Rady researchers win awards to study tumour cells, cancer care inequity
Two scientists from the Max Rady College of Medicine are conducting research with the potential to improve cancer patients’ lives, thanks to funding support from the Canadian Cancer Society.
Dr. Alyson Mahar and Dr. Tanveer Sharif each recently received an inaugural Emerging Scholar Award from the Canadian Cancer Society. The new awards program was introduced to help early-career investigators develop their cancer research programs and pursue scientific advances.
Mahar and Sharif are among 15 award recipients from across Canada. Each scientist receives up to $600,000 of research funding over a five-year term.
“Congratulations to these outstanding emerging researchers,” says Dr. Peter Nickerson, vice-dean research of the Rady Faculty of Health Sciences. “These awards recognize that Dr. Mahar and Dr. Sharif are pursuing nationally important work with the potential to improve outcomes for patients with cancer.”
Mahar, an epidemiologist, joined the UM faculty in 2018. She is a research scientist at UM’s Manitoba Centre for Health Policy, assistant professor of community health sciences and adjunct scientist with the CancerCare Manitoba Research Institute.
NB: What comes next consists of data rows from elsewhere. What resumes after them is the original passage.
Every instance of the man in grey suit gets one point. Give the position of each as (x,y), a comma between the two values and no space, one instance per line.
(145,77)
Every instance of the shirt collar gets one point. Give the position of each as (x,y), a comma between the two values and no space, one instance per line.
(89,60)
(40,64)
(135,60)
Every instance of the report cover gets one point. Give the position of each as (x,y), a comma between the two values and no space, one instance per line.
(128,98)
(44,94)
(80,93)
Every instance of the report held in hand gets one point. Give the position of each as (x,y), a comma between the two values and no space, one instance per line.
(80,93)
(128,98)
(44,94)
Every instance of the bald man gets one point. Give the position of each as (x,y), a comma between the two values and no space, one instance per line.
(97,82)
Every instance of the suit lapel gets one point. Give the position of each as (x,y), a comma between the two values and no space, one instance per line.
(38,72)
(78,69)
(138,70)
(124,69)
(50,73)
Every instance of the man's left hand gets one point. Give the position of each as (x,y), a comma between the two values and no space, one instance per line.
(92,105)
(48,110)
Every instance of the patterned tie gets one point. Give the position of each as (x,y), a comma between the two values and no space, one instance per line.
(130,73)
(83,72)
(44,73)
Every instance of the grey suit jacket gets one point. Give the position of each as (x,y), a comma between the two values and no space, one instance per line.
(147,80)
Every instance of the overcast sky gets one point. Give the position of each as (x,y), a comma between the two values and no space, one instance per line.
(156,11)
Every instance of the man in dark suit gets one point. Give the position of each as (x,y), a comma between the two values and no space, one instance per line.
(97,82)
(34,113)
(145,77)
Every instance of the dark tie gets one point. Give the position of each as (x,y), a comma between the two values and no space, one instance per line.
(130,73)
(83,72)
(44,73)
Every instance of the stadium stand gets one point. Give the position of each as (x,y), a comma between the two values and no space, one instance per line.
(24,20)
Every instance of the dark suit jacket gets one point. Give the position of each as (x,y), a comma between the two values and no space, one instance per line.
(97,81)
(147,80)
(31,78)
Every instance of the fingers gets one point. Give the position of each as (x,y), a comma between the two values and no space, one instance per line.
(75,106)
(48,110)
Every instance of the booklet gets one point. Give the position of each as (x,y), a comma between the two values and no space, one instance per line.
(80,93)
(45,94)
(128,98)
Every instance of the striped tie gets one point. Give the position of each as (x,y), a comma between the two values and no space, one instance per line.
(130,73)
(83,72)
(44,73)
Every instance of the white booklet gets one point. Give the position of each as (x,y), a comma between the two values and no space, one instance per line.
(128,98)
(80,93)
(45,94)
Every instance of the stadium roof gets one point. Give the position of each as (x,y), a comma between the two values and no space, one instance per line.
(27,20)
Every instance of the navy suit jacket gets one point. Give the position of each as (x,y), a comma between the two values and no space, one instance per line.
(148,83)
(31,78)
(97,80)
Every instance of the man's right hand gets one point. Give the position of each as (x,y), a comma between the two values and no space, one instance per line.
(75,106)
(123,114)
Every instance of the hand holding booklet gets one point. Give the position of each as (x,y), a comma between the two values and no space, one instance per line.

Her five-year project involves patients as partners. It’s titled Measuring Equity and Generating ActioN in CANcer: Using research to promote equitable care delivery across Canada (MEGAN-CAN).
When someone has cancer, factors such as their income, education or where they live can influence their experience and their chances of dying, Mahar says.
“Not everyone has the same opportunities to receive a timely cancer diagnosis, benefit from new treatments or receive the care they need,” she says.
“We need to implement equity-based programming and services. In order to do that, we need to measure and better understand cancer care disparities across provinces.”
Mahar’s team will ask patients and their families to identify the most important equity gaps to target in cancer control. The researchers will use that input to create and answer research questions using large health databases in Manitoba and Ontario. Health-care providers and policy-makers will also be consulted about barriers to providing equity-focused cancer care.
The team will then develop a national platform, including a website, to provide research evidence and resources for cancer patients, researchers, clinicians and policy-makers.
Sharif, who joined the UM faculty in 2019, is an assistant professor of pathology and adjunct scientist with the CancerCare Manitoba Research Institute. His five-year laboratory research study examines, at the cellular level, the effects of standard radiation and chemotherapy treatments on glioblastoma, the most lethal type of brain cancer in adults.
Some cancer cells inside glioblastoma tumours have stem cell-like properties, such as the ability to self-renew, Sharif says. These stem-like cells can survive radiation and chemotherapy and restart tumor formation, so they are often called tumor-initiating cells.
“Tumour-initiating cells are the major culprits behind cancer recurrence and relapse,” Sharif says.
“We aim to better understand how the different kinds of cells in the tumours undergo metabolic and molecular changes as glioblastoma progresses. We think metabolic adaptations may be responsible for resistance to radiation and chemotherapy, and that blocking these metabolic transitions may improve response to treatment.”
Sharif’s team will use cutting-edge lab techniques to study glioblastoma cells derived from primary and recurrent patient tumors. “We have found that recurrent tumours have a higher proportion of stem-like cells and have metabolic differences from primary tumours,” the scientist says.
The researchers will use their findings to design cell metabolism-based treatment regimens with the potential to benefit patients at all stages of the disease.